New Report from Bittensor Reveals Vulnerability Behind $8 Million Exploit

A detailed report shedding light on the events surrounding recent attacks has now been released by the Bittensor team.

In a recent incident, Bittensor, a leading artificial intelligence-focused project, was forced to shut down its network after a series of attacks on its wallet, resulting in a loss of at least $8 million in TAO, Bittensor’s native token.

This incident comes less than a month after another wallet breach resulted in a loss of $11 million.

Causes of Bittensor Wallet Hacking

According to the report, at 19:41 UTC on Wednesday, the decision was made to put the Opentensor chain validators behind a firewall and enable secure mode in Subtensor due to the attack that affected several participants in the Bittensor community.

The timeline of the attack shows that the attacker initiated transfers from wallets to his wallet, which was detected by the Opentensor Foundation (OTF).

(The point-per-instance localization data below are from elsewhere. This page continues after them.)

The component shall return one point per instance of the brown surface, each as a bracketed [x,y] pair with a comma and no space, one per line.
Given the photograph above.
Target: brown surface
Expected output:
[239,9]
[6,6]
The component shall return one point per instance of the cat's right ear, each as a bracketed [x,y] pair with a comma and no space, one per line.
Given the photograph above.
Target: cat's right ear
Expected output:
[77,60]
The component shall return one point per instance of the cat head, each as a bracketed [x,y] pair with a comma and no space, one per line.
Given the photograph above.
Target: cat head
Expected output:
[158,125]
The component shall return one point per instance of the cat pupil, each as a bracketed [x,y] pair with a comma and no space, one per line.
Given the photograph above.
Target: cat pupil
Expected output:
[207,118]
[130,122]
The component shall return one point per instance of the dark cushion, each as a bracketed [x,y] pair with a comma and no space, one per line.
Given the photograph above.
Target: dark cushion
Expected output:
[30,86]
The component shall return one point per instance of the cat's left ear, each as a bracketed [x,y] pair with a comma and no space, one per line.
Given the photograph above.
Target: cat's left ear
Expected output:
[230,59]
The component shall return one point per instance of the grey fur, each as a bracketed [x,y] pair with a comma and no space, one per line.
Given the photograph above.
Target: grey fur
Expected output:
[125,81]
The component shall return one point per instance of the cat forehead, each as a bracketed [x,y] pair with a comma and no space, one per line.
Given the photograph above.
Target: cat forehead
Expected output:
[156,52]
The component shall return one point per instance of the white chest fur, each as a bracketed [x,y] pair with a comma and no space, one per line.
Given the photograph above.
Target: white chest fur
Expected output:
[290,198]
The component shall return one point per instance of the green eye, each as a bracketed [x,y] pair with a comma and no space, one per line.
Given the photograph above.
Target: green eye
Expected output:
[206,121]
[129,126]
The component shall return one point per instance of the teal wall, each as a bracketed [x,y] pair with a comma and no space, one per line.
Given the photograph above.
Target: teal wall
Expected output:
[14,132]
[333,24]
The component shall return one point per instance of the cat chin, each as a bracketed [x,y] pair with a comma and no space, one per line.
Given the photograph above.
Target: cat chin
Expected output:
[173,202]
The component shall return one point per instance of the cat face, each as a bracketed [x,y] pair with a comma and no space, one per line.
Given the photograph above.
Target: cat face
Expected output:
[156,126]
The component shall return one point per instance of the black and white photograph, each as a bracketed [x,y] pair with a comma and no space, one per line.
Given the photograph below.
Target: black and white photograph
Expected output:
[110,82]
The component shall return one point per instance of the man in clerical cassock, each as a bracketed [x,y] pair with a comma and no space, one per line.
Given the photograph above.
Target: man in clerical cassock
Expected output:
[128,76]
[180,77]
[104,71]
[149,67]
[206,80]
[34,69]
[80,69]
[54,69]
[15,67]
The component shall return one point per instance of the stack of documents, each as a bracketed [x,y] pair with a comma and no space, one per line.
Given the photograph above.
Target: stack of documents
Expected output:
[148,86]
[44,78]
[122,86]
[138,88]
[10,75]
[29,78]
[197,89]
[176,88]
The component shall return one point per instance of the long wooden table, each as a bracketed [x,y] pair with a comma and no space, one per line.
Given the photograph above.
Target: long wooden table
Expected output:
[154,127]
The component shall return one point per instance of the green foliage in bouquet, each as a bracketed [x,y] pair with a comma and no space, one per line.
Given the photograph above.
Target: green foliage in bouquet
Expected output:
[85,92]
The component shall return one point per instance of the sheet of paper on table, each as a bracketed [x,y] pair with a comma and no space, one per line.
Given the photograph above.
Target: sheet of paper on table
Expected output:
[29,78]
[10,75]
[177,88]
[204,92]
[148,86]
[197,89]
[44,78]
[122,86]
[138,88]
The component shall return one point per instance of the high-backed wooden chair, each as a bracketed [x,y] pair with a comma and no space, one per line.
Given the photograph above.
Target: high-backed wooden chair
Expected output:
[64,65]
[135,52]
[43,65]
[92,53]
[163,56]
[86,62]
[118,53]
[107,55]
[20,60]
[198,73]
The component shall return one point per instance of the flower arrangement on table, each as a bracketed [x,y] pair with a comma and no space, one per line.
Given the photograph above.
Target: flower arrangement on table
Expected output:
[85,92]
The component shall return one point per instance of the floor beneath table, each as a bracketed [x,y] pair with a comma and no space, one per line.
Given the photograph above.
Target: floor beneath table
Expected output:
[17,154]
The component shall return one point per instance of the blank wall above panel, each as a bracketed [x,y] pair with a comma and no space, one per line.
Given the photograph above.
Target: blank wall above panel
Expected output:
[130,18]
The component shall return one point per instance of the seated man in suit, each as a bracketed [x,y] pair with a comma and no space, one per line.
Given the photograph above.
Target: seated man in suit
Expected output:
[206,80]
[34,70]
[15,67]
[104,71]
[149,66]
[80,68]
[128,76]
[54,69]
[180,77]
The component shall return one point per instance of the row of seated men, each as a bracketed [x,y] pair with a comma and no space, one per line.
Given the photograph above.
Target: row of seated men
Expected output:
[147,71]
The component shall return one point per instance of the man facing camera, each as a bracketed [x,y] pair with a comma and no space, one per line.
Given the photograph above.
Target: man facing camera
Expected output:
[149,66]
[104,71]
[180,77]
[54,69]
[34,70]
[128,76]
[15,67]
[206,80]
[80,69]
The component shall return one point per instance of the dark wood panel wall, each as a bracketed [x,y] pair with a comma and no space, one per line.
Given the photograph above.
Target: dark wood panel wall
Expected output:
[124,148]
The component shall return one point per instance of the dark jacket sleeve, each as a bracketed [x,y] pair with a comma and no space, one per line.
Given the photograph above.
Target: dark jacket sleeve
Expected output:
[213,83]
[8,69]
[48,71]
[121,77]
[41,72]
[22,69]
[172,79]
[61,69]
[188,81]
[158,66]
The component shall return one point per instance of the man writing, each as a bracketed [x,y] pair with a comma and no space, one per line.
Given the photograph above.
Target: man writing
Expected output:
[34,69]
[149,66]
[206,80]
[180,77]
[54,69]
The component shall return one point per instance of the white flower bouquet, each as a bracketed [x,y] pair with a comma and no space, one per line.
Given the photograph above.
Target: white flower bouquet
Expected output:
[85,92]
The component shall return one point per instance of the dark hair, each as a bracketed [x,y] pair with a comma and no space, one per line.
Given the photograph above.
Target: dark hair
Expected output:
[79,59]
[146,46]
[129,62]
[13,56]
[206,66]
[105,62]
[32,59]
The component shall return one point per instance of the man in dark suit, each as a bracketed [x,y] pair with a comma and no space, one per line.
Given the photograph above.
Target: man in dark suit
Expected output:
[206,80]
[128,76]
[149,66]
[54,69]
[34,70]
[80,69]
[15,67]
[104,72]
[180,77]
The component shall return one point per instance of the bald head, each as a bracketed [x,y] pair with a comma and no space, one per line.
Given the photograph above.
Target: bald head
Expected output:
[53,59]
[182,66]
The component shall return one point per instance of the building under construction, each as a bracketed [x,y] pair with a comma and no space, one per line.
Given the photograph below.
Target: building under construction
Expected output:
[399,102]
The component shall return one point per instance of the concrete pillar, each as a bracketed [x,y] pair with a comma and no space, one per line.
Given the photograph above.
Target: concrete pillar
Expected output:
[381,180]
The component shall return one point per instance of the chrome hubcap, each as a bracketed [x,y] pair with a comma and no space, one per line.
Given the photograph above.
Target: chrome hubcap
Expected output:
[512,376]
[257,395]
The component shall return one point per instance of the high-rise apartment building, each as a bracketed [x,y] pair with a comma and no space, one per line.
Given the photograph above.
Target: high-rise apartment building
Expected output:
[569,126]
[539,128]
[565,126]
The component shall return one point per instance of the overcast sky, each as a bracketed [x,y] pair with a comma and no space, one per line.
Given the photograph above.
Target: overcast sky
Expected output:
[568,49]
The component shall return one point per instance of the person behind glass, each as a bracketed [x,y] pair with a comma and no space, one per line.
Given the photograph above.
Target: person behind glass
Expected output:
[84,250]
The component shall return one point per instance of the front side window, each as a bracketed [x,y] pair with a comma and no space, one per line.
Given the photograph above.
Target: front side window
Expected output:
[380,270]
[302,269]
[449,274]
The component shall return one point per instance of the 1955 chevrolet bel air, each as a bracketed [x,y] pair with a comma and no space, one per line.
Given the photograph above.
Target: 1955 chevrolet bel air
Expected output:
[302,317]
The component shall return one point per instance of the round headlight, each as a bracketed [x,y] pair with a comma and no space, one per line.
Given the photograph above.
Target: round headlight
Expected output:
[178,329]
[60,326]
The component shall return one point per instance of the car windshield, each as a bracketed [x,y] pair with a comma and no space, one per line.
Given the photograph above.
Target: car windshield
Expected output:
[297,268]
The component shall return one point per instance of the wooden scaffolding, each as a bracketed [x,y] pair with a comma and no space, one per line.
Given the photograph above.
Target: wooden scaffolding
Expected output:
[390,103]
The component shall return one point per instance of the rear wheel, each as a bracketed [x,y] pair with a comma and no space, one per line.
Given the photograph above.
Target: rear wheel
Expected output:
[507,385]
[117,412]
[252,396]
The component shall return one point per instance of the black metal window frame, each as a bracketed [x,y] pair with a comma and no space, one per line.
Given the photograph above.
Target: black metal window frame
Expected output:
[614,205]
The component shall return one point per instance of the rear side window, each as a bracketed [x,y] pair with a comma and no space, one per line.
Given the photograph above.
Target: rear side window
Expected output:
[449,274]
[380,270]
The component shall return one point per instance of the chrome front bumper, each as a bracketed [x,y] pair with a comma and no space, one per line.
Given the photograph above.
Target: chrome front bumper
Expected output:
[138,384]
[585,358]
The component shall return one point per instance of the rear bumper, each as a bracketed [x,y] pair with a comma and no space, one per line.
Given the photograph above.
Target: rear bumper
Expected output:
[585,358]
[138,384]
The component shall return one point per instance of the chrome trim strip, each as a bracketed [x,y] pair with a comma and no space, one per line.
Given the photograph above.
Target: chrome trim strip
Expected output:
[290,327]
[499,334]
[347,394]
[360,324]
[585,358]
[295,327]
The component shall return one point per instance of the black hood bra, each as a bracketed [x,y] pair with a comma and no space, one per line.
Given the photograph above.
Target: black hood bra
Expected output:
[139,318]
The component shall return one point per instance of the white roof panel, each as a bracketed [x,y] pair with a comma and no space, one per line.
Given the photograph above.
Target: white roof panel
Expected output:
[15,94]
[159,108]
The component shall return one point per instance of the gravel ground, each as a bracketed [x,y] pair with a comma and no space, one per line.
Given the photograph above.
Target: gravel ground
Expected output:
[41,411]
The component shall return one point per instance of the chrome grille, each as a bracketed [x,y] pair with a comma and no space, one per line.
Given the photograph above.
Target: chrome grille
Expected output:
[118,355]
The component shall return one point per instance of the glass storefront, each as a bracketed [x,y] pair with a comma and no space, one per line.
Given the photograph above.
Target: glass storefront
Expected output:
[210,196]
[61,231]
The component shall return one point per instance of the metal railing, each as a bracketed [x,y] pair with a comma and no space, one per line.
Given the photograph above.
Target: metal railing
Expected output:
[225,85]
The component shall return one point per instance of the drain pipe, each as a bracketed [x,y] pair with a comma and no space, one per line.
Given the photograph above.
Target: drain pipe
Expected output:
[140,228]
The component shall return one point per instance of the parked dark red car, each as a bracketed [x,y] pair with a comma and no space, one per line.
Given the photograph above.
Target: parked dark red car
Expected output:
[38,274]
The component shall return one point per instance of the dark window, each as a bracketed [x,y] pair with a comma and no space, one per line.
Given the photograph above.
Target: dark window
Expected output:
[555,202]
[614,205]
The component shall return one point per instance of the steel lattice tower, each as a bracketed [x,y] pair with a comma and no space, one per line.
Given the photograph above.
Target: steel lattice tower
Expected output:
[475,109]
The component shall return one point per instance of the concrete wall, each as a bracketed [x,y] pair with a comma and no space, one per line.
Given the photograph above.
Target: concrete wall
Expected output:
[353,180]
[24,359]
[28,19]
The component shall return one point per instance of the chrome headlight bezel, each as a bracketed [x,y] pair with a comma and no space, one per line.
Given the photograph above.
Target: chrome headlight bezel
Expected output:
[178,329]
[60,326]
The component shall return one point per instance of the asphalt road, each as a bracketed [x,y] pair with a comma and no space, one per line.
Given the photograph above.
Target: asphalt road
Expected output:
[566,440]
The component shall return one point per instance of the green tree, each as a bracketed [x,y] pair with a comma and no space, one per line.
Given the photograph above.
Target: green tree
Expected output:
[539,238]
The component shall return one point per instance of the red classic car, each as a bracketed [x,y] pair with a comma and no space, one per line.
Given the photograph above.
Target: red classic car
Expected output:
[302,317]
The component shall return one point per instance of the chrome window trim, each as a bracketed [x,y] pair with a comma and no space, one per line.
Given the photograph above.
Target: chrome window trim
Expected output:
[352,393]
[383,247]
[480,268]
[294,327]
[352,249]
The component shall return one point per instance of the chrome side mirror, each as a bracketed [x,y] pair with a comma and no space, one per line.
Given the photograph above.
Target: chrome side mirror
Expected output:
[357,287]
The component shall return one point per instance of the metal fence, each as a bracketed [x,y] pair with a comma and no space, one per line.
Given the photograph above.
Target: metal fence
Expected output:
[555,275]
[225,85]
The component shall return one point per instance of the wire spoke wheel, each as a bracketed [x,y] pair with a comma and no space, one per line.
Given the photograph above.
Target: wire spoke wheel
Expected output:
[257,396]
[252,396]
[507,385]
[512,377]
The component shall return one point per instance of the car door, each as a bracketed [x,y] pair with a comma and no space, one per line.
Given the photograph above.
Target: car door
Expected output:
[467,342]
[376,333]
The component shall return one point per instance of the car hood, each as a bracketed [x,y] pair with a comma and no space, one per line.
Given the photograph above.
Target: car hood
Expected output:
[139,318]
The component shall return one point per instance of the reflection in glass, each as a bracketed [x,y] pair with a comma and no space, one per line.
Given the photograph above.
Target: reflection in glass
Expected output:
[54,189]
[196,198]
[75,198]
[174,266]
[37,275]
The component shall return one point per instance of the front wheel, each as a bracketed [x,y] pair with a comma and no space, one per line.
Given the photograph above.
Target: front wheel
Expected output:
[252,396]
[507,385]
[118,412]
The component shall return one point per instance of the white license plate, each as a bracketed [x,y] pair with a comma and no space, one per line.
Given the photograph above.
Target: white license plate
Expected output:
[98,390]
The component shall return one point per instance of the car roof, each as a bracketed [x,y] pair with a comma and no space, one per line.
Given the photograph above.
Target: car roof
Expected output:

A “war room” was reportedly set up to respond to the transfer volume anomaly.

Ultimately, the attack was neutralized by placing the Opentensor chain validators behind a firewall and activating secure mode. This action stopped all transactions and allowed for a full situational analysis of the attack.

The root cause of the attack can be traced back to version 6.12.2 of the PyPi package manager, where a malicious package was uploaded that compromised user security. This malicious package, disguised as a legitimate bittor file, contained code to steal unencrypted cold key details. When users downloaded the package and decrypted their hotkeys, the decrypted byte code was sent to a remote server controlled by the attacker.

The vulnerability is believed to have affected people who used Bittensor 6.12.2 and performed operations that involved decrypting hotkeys or keyboard shortcuts.

In addition, those who downloaded the Bittensor PyPi package between May 22, 19:14 UTC and May 29, 18:47 UTC and performed such operations are also likely affected.

Safety Precautions Recommended

The OTF team took immediate steps to mitigate the problem, including removing the malicious 6.12.2 package from the PyPi package manager repository. No other vulnerabilities have been identified to date, but a thorough assessment of all possible attack vectors is ongoing.

The Bittensor team has been working with several exchanges to provide details of the attack, trace the attacker, and potentially recover funds. As the code review nears completion, Opentensor plans to gradually resume normal operations of the Bittensor blockchain and allow transactions to flow again.

The team stresses the importance of taking precautions, such as creating new wallets and transferring funds once the blockchain is operational. Upgrading to the latest version of Bittensor is strongly recommended to improve security measures.

Bittensor plans to investigate the breach with the PyPi maintainers and implement improvements to prevent future incidents. These improvements include stricter access and verification processes for packages uploaded to PyPi, increased frequency of security audits, implementation of best practices in public security policies, and increased monitoring and logging of package uploads and downloads.

Currently, the project’s native token, TAO, is trading at $224, down more than 42% in the last 30 days alone. However, the token still has significant gains of more than 386% year-to-date.